AI compliance glossary
Clear, citable definitions of the regulations and concepts behind AI compliance - the EU AI Act, risk classification, ISO/IEC 42001, NIST AI RMF and more.
EU AI Act
The EU AI Act (Regulation (EU) 2024/1689) is the European Union's comprehensive law governing artificial intelligence. It classifies AI systems by risk - unacceptable, high, limited, and minimal - and imposes obligations on providers and deployers accordingly, with staggered enforcement running from 2025 through 2027.
Read more →AI system risk classification
Under the EU AI Act, every AI system is classified into one of four risk tiers: unacceptable risk (prohibited under Article 5), high risk (listed in Annex III and subject to Articles 9-15), limited risk (transparency obligations under Article 50), and minimal risk (no obligations). The tier determines the documentation and controls required.

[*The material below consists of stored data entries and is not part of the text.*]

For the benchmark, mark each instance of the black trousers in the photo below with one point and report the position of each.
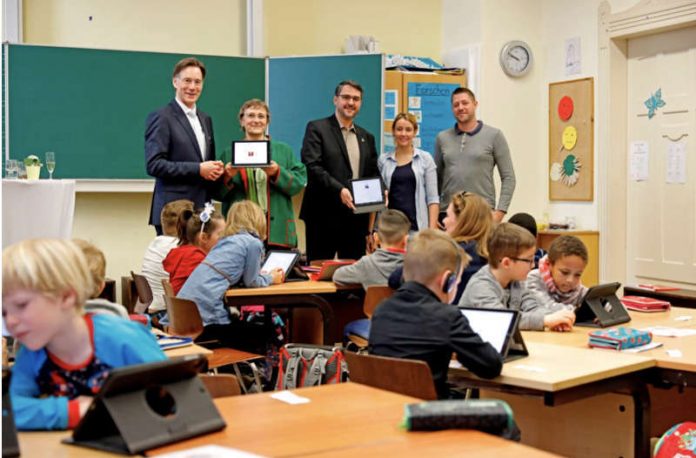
(343, 234)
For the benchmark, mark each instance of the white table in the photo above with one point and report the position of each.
(37, 208)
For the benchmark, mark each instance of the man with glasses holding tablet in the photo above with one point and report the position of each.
(466, 154)
(336, 151)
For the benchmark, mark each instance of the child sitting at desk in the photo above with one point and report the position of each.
(65, 356)
(375, 268)
(198, 233)
(500, 284)
(557, 280)
(96, 262)
(234, 261)
(418, 322)
(157, 250)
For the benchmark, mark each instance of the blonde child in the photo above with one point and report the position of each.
(64, 356)
(96, 262)
(158, 249)
(557, 280)
(198, 233)
(500, 284)
(234, 261)
(375, 268)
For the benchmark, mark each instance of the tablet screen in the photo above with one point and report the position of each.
(279, 260)
(367, 191)
(250, 153)
(493, 326)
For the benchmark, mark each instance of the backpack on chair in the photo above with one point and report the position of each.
(310, 365)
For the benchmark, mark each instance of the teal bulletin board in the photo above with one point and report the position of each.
(89, 106)
(301, 89)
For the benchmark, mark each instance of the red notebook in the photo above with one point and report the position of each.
(645, 304)
(657, 288)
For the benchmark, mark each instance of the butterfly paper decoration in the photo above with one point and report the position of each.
(654, 102)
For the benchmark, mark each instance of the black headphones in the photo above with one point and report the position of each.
(451, 278)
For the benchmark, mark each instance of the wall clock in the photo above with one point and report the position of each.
(516, 58)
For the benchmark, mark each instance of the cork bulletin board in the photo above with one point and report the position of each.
(571, 140)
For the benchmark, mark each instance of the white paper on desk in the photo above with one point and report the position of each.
(676, 163)
(664, 331)
(640, 159)
(210, 451)
(289, 397)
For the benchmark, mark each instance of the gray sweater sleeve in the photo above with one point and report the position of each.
(501, 152)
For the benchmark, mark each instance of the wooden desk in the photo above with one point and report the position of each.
(678, 298)
(590, 276)
(322, 295)
(347, 418)
(341, 420)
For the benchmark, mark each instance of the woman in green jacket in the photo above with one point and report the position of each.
(270, 187)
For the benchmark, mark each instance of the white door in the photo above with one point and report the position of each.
(661, 226)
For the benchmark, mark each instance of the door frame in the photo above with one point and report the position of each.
(648, 17)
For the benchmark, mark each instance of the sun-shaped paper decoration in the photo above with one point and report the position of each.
(570, 173)
(556, 171)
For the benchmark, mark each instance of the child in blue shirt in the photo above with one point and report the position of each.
(65, 356)
(234, 261)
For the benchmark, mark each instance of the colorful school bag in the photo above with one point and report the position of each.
(678, 441)
(310, 365)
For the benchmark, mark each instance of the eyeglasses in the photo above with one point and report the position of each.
(528, 261)
(189, 81)
(348, 98)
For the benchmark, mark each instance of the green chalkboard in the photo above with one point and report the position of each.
(89, 106)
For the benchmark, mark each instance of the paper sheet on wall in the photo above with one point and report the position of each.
(573, 56)
(639, 157)
(676, 163)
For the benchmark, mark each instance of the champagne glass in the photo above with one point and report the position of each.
(11, 167)
(50, 163)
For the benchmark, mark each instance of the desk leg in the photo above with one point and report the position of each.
(292, 301)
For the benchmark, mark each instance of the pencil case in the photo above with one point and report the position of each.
(489, 415)
(619, 338)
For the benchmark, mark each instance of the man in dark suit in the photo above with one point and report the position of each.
(179, 144)
(335, 151)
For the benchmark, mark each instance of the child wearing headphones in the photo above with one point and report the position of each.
(198, 233)
(501, 284)
(375, 268)
(417, 322)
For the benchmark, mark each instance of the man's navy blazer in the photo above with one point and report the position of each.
(325, 154)
(173, 157)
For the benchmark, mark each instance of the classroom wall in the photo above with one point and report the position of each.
(302, 27)
(117, 222)
(207, 27)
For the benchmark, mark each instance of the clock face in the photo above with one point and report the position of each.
(516, 58)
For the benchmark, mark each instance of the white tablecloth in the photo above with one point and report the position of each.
(37, 208)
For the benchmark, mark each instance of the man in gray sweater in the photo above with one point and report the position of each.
(375, 268)
(466, 154)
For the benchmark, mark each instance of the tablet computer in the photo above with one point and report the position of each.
(368, 195)
(498, 327)
(601, 307)
(247, 153)
(276, 259)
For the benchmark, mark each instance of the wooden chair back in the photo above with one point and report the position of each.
(374, 295)
(221, 385)
(184, 317)
(168, 290)
(142, 287)
(406, 376)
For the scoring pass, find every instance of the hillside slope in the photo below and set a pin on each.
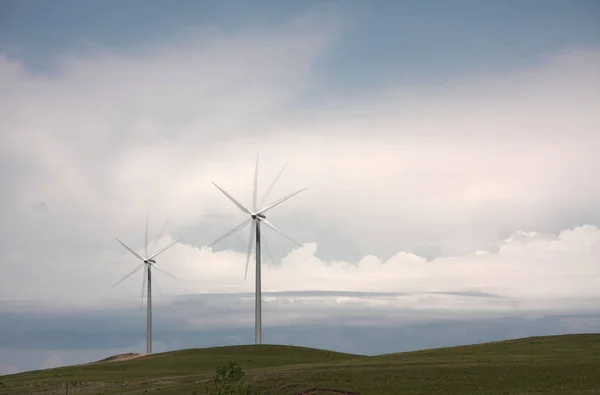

Read more →High-risk AI system
A high-risk AI system under the EU AI Act is one listed in Annex III (such as AI used in recruitment, credit, education, or biometrics) or used as a safety component of a regulated product. High-risk systems must meet Articles 9-15: risk management, data governance, technical documentation, record-keeping, transparency, human oversight, and accuracy/robustness.
Read more →ISO/IEC 42001
ISO/IEC 42001 is the international management-system standard for artificial intelligence, published in 2023. It specifies how an organisation should establish, implement, maintain, and continually improve an AI management system (AIMS) - the AI equivalent of ISO 27001 for information security - and is increasingly requested by enterprise customers.
Read more →NIST AI RMF
The NIST AI Risk Management Framework (AI RMF 1.0, NIST.AI.100-1) is a voluntary US framework for managing AI risks. It is organised around four functions - Govern, Map, Measure, and Manage - and is the de-facto reference in US federal procurement and enterprise RFPs, even though it carries no legal force of its own.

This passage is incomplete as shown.